In my project (Django, using Postgresql) I need to display statistics on the number of registered users by day. In the database, all time fields are stored with the UTC zone. In settings.py parameters set:
USE_TZ = True
TIME_ZONE = 'Europe/Moscow'
Code in a view that returns this stitistic:
(date1 & date2 parameters are obtained from a request)

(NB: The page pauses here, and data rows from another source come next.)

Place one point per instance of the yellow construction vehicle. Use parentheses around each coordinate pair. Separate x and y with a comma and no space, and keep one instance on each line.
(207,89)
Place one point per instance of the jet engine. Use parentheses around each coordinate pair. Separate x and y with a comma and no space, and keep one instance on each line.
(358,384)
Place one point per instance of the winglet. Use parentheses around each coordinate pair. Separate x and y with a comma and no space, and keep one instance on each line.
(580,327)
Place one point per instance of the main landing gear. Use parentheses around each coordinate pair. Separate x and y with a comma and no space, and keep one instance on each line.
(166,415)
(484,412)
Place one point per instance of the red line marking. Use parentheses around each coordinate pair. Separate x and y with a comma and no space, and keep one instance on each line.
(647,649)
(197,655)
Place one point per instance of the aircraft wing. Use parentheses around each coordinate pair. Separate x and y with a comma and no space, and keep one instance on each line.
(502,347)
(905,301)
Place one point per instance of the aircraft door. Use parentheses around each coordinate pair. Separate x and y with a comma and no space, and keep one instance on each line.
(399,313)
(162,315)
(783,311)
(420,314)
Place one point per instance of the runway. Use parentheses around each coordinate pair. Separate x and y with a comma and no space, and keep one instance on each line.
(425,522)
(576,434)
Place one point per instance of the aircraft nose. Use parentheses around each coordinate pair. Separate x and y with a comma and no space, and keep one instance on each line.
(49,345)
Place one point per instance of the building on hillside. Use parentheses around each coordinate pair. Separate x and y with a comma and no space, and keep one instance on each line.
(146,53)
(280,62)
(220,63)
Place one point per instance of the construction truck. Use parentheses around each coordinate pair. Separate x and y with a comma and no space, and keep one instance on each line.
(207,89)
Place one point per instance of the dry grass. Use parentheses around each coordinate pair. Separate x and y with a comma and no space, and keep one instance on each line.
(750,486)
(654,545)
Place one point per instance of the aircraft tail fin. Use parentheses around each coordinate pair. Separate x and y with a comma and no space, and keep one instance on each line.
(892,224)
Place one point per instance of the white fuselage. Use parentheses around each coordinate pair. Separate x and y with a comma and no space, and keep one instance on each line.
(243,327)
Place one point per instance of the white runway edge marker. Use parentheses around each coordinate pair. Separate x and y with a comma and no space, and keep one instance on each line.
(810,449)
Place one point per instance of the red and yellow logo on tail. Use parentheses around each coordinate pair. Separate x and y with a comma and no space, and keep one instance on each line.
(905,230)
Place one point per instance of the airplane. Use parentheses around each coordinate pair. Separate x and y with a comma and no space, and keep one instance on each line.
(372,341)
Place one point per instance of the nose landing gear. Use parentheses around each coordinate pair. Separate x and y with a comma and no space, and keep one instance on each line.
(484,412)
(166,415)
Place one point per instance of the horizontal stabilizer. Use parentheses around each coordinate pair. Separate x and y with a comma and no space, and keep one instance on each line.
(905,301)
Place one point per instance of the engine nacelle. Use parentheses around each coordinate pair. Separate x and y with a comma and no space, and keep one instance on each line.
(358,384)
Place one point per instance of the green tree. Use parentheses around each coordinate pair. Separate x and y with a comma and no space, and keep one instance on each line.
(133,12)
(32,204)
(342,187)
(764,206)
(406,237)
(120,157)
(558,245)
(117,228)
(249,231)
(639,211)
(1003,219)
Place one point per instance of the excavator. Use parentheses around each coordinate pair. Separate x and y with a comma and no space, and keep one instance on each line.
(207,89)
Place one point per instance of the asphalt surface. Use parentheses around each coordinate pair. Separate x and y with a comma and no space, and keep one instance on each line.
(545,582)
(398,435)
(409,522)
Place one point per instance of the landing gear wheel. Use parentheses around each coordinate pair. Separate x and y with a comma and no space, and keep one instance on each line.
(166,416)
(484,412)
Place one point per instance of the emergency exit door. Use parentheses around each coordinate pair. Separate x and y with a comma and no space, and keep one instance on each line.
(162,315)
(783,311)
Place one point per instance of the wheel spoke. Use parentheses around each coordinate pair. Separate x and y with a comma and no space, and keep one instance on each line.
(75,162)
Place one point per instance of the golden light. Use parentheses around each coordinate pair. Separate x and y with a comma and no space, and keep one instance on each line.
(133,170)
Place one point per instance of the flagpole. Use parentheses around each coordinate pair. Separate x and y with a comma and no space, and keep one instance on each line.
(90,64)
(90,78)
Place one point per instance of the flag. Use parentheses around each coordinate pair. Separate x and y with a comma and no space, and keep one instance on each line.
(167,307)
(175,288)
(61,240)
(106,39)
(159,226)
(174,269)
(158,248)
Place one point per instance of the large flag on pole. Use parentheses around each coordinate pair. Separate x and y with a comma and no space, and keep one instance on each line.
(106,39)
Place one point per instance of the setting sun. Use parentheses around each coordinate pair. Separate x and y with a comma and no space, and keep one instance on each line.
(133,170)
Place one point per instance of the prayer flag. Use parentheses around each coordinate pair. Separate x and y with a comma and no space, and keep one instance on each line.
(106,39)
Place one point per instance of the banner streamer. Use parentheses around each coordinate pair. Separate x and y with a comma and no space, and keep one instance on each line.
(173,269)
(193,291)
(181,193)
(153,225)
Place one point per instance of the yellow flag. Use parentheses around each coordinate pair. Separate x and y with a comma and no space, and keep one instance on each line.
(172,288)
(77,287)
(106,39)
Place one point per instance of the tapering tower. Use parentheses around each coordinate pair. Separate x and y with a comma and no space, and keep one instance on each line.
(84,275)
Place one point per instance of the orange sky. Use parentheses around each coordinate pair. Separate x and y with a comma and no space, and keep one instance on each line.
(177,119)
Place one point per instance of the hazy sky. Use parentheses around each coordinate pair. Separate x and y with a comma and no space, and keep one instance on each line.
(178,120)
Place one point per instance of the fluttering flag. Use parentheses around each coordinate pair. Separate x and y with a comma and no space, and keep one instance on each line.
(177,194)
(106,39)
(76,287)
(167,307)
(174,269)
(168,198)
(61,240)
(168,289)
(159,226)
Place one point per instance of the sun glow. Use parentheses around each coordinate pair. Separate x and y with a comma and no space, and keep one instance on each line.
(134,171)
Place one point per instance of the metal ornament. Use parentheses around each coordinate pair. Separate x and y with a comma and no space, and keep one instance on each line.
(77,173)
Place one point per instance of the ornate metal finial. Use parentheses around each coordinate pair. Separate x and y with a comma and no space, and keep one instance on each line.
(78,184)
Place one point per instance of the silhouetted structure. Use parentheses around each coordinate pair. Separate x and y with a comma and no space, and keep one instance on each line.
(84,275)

self.queryset = User.objects
if date1 and date2:
self.queryset = self.queryset.filter(
created_at__range=(date1, date2.replace(hour=23, minute=59, second=59))
)
self.queryset = self.queryset
.extra({'day': "date(created_at)"})
.values("day")
.annotate(
count=Count("id"),
site_count=Count("id", filter=Q(account_type=User.TYPE_WEBSITE)),
bot_count=Count("id", filter=Q(account_type=User.TYPE_TELEGRAM)),
)
.order_by('day')
return Response({
"new_users": self.queryset
})
Unfortunately, if I specify date parameters both ‘2021-05-11’, then the "wrong" answer will be formed:
"new_users": [
{
"day": "2021-05-10",
"count": 2,
"site_count": 1,
"bot_count": 1
},
{
"day": "2021-05-11",
"count": 4,
"site_count": 2,
"bot_count": 2
}
],
We see the two days instead of one.
The following SQL is generated by Django:
SELECT (date(created_at)) AS "day", COUNT("authentication_user"."id") AS "count",
COUNT("authentication_user"."id") FILTER
(WHERE "authentication_user"."account_type" = 'Website') AS "site_count", COUNT("authentication_user"."id") FILTER
(WHERE "authentication_user"."account_type" = 'Telegram') AS "bot_count"
FROM "authentication_user" WHERE "authentication_user"."created_at" BETWEEN '2021-05-11 00:00:00+03:00' AND '2021-05-11 23:59:59+03:00'
GROUP BY (date(created_at) ) ORDER BY "day" ASC
I experimented and made select queries manually:
SELECT * from authentication_user WHERE created_at BETWEEN '2021-06-14 00:00:00+03:00' AND '2021-06-14 23:59:59+03:00'
As a result of this request, a correct result is generated, but it is generated in the UTC time zone. I see a lot of records with creation dates between 2021-06-13 21:00 and 2021-06-14 21:00.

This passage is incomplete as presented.